Il silenzio che fino ad allora regnava assoluto fu interrotto dal rumore delle sedie rimosse, dei libri che si chiudevano, delle persone che si muovevano dai loro posti.
Tutti se n’andarono salutando e la ragazza si accinse a rimettere negli scaffali i volumi consultati; si accertò che nessuno avesse dimenticato niente sui tavoli e fece il giro della sala. 
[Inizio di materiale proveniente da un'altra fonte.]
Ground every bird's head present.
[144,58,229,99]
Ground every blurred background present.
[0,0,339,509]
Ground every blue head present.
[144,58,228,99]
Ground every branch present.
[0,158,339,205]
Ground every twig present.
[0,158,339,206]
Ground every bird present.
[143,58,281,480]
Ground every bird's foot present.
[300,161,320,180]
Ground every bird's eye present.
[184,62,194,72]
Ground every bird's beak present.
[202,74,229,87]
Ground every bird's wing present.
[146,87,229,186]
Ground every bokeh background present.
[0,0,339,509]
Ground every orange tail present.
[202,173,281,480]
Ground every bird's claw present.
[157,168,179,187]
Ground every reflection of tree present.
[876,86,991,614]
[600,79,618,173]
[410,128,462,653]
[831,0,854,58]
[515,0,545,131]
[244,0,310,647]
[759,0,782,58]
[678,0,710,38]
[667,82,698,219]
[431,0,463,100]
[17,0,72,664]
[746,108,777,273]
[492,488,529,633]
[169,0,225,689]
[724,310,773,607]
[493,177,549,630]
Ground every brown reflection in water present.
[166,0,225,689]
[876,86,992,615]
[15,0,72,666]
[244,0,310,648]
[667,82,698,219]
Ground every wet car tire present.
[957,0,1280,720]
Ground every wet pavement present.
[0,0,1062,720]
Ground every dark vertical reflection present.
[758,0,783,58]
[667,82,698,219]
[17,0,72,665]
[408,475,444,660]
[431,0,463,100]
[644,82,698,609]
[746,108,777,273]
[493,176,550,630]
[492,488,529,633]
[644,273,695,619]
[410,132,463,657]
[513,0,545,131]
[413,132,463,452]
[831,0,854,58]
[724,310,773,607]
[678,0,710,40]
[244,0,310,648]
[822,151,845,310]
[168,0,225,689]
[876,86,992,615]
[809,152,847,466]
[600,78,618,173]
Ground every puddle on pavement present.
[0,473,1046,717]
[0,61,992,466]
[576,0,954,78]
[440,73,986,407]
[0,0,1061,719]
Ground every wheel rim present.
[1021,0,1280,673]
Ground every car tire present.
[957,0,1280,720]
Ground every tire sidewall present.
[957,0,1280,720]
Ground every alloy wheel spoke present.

In fondo, all’ultimo posto, nascosto dietro una colonna notò qualcosa di insolito. Si avvicinò cautamente e si accorse con sorpresa che un tale stava con la testa china sul piano del tavolo. Subito ebbe paura poi, preso coraggio lo raggiunse: il respiro regolare e l’abbandono del corpo le fecero capire che stava dormendo saporitamente. Dai capelli biondi e folti s’intuiva che doveva essere giovane.
“Scusi… devo chiudere”. Nessuna risposta.
Lo toccò: “Mi dispiace….ma è ora di andarsene…”, disse con più vigore.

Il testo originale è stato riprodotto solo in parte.